この学校の制度として、主席待遇というものがある。

通常であれば多額の授業料が必要なのだが、受験時の成績が1番良かったものには、学費免除、金銭手当などが貰えるのだ。

俺の家は貧乏だからこそ、主席をとらなければならない。


さもなければ、自分の存在意義が無くなる。…




そうして現地に着き、発表の時刻になった。


掲示板に個々の受験番号が張り出され、大勢の人が押し寄せる。


「はぁ、はぁ……。人やばいな。俺人混み苦手なんだけどなー」

そう言って人混みの中をかき分けていった。


俺は身長が168と、決して高い訳ではない。

でも、その少女は、何人もの人をすり抜けて視界に入って来た。

幼気だが、静かで整った容姿に長くすっ、と伸びた銀色の髪が強風に揺られ、まるで天使の羽根のように見えた。

そして、次の瞬間。

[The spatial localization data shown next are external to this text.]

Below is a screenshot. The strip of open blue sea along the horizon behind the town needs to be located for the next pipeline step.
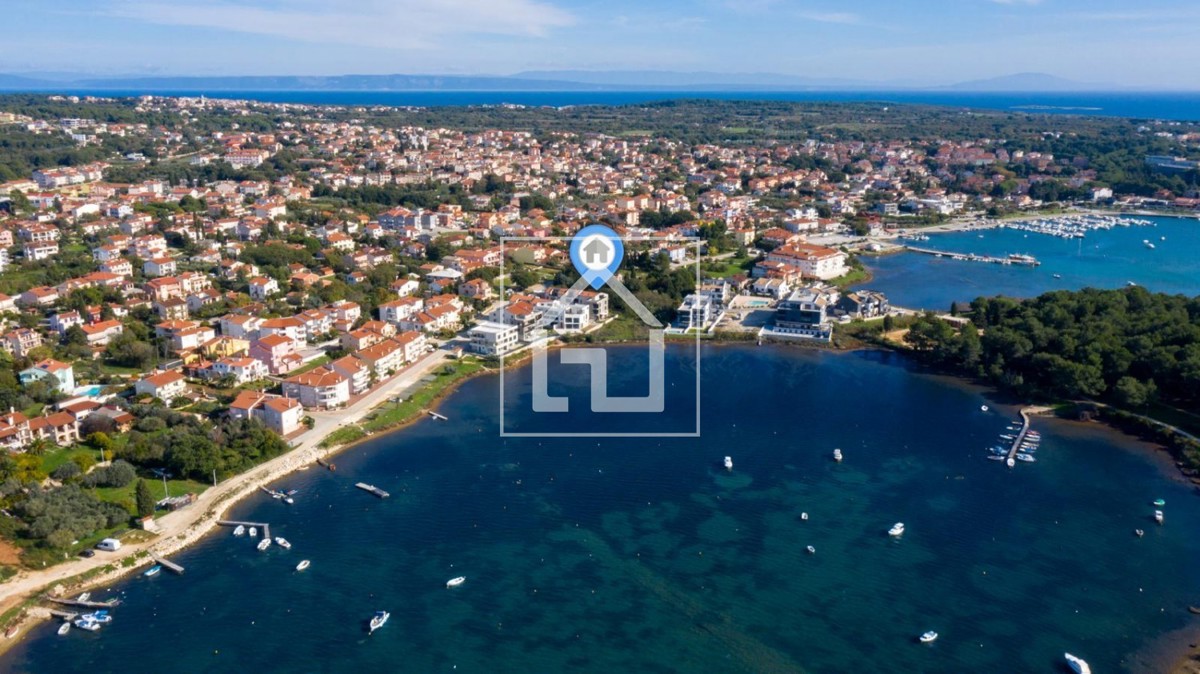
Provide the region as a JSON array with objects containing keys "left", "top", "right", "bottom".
[{"left": 14, "top": 89, "right": 1200, "bottom": 120}]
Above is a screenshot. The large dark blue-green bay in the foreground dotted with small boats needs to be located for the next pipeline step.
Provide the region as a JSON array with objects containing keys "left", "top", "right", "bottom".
[{"left": 0, "top": 347, "right": 1200, "bottom": 673}]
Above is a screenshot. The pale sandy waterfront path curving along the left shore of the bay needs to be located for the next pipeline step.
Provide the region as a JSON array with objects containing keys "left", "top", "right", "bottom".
[{"left": 0, "top": 349, "right": 450, "bottom": 643}]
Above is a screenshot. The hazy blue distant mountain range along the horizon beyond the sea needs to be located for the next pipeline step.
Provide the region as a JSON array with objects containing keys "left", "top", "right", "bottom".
[{"left": 0, "top": 71, "right": 1121, "bottom": 92}]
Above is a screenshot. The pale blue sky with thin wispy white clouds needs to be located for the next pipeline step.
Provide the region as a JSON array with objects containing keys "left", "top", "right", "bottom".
[{"left": 0, "top": 0, "right": 1200, "bottom": 90}]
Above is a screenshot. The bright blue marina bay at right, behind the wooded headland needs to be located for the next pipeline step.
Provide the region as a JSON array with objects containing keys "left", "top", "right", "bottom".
[{"left": 864, "top": 217, "right": 1200, "bottom": 309}]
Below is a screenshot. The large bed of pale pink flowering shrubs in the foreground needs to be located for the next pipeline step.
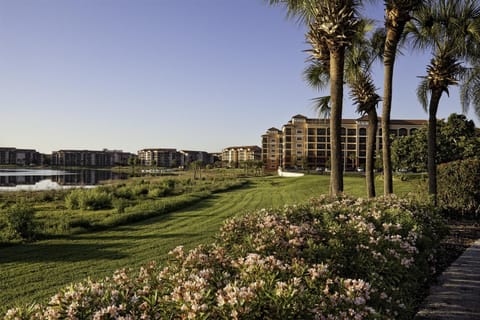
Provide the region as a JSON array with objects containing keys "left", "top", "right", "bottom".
[{"left": 5, "top": 198, "right": 443, "bottom": 319}]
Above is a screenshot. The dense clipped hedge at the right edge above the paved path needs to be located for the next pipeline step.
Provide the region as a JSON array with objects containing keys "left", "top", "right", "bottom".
[{"left": 437, "top": 159, "right": 480, "bottom": 218}]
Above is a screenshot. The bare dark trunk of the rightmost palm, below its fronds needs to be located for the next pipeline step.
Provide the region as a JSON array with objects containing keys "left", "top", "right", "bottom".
[{"left": 427, "top": 90, "right": 442, "bottom": 206}]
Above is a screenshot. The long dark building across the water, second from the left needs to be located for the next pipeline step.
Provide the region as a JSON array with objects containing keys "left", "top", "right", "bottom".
[{"left": 51, "top": 149, "right": 135, "bottom": 167}]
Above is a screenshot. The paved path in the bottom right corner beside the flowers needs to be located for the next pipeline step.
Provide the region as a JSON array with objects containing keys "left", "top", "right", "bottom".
[{"left": 415, "top": 239, "right": 480, "bottom": 320}]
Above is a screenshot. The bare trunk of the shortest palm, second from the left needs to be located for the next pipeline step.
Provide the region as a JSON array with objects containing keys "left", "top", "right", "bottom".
[{"left": 365, "top": 108, "right": 378, "bottom": 198}]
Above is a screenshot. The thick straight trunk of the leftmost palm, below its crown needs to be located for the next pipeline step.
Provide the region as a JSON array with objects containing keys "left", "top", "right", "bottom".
[{"left": 330, "top": 47, "right": 345, "bottom": 196}]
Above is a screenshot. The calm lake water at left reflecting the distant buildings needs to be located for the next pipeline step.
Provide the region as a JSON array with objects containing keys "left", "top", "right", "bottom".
[{"left": 0, "top": 169, "right": 128, "bottom": 192}]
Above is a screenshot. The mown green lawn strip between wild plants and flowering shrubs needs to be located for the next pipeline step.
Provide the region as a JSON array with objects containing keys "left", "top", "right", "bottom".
[{"left": 0, "top": 176, "right": 420, "bottom": 310}]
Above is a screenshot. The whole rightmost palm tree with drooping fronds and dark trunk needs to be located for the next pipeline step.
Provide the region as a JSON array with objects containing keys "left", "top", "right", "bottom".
[{"left": 407, "top": 0, "right": 480, "bottom": 204}]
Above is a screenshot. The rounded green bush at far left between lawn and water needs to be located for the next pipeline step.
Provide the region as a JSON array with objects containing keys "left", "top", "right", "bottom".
[{"left": 1, "top": 203, "right": 36, "bottom": 240}]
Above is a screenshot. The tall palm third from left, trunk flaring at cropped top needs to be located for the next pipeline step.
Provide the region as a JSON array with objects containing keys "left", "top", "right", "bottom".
[{"left": 382, "top": 0, "right": 424, "bottom": 195}]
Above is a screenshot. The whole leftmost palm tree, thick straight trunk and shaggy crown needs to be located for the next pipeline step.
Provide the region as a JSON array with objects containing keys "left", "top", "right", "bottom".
[{"left": 268, "top": 0, "right": 361, "bottom": 195}]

あることに気づく。


「?」

白銀の長い髪を垂らした少女は、泣いていた。

無表情のまま、瞳から頬を伝い、一粒、二粒

と雫が流れて行く。


もしかして、落ちたのか……。それもそうだ。高校にしてはかなりの倍率だったのだから、落ちる人がいるのもまた必然。

運がなかった、ということだ。


「そういえば、仁徳は大丈夫か?」


「おーい!悠太、受かってたぞ!もちろんお前も」


「おお、やったな!」

俺が出した手を思いっきり引っ叩いて来やがった。

痛い。


「はっはっは!今夜はパーティーだ!」


「よし帰るか」


「もうちょい感傷に浸ろうよ!?」









・・・俺は、俺が嫌いだ。


俺は、勉強しかできない。

それは、才能がないのと同じだ。


勉強なんてものは将来、全くもって役に立たない。



でも、あの時泣いていた彼女は、自分には無い特別な才能を持っていると感じ、少し悔しくなった。